Sério.  Meu olhar é constantemente atraído por coisas de bebês. Mas meu cérebro fica: “MIGA, SUA LOUCA, NÃO!”. Estou eu de boa no mercado, aí o departamento de fraldas e afins fica me chamando, tipo, pelo nome. O mesmo acontece na farmácia. No shopping. Nas ruas. Passo de longe, olho de rabo-de-olho pras roupinhas cut cut nas vitrines. Disfarço pro maridão-pé-no-chão não perceber que estou fraquejando (será que tá funcionando?).

Minha cabeça diz que sair desvairadamente comprando enxoval pra uma criança que você não sabe o tamanho, a idade, o sexo e nem QUANDO vai chegar não faz o menor sentido e só vai piorar a ansiedade.
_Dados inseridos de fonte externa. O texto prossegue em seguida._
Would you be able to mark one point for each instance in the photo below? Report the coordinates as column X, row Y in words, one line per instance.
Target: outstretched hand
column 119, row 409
Meu coração responde : “Owwnnn, mas olha só que gracinha! Compra assim mesmo.”

Ok, mas até agora estou indo bem. Apenas comprei o elefantinho, o primeiro presente do nossx filhx e que marcou a conquista da habilitação. Bom, né? Por enquanto eu estou só na vontade mesmo. Mas quanto tempo será que leva pro meu coração convencer minha cabeça ( e meu marido) de que é mesmo uma GRACINHA?

Vejo vocês em breve!

“Cada dia mais perto!”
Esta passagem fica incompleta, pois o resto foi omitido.